The campaign website aspires to be the definitive repository of trusted information for the diverse audience.

“We wanted to create a clearinghouse that would connect the dots with many different communities,” Billington added. “That was part of the original problem: There were many organizations and companies like ours that were trying to do good things, but that didn’t have a campaign or an approach that resonated with the people they were trying to help.”

As for the first-person testimonials, they’re not exactly rare in healthcare marketing campaigns. Still, Scott Bertani, director of advocacy at the National Coalition for LGBTQ Health, believes they hearken back to the early days of HIV.

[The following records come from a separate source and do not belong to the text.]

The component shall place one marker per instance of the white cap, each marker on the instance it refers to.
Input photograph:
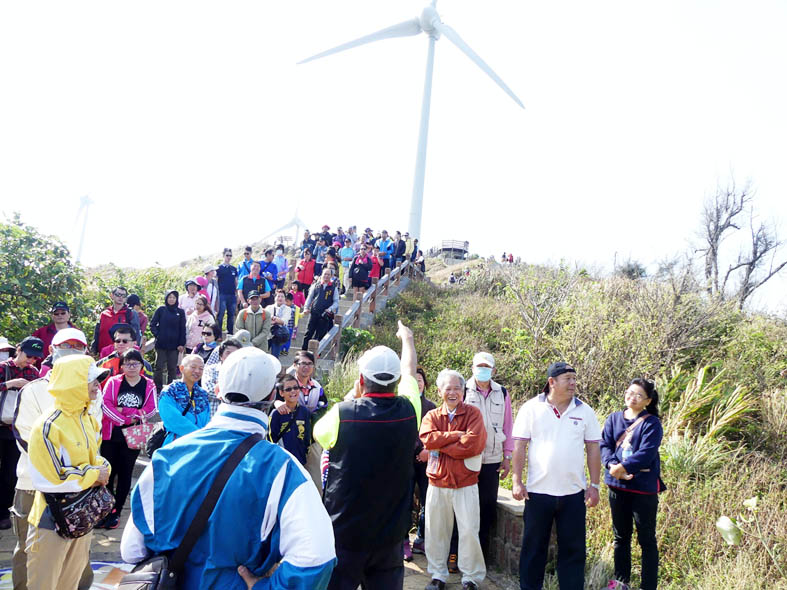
(67, 334)
(483, 358)
(381, 365)
(251, 372)
(94, 372)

“Storytelling is something people want to do. It engages an individual in an open dialogue,” he explained. “With HIV work in the ‘80s and ‘90s, positive opinion leaders coming up and giving their stories was a powerful thing. They stepped out of the shadows and into the light so that people could see that there are possibilities.”

The Janssen effort takes place against the backdrop of COVID and the increased focus on social justice.

“COVID has exacerbated mental health issues broadly. Stress levels are high and all kinds of issues associated with the pandemic have raised the prominence of mental health disorders,” Billington noted. “The reactions to the pandemic – and the hate and violence we are seeing daily directed at the LGBTQ+ community – created a greater sense of urgency.”

Bertani has, however, recently seen some positive signs.

“Telehealth can provide the distance and help you can get over the hump of stigma without feeling the in-person threat of explaining yourself,” he said. “It offers another way to open yourself up.”

This month, the Janssen initiative is competing with many others for the attention of the LGBTQ+ community. That’s why Billington stressed that “Depression Looks Like Me” will not disappear at midnight on June 30.

“This isn’t a one-and-done situation,” he promised. “We have this campaign and we are committed to continuing to build on it.”

Janssen’s commitment is part of corporate parent Johnson & Johnson’s larger and more ambitious “Race to Health Equity,” a $100 million program launched two years ago.

“If we can make a difference here, we can actually approve overall access for all people and all communities who have historically been excluded,” Billington continued.

Bertani agreed, adding advice for anyone with a friend who might need help.

“The first step is often the hardest part for both individuals: Just to check in,” he said. “It is simply being a friend. You don’t have to have all the answers, but you can let someone know that they are not alone and there are practitioners, providers and therapists who can walk with them down that path.”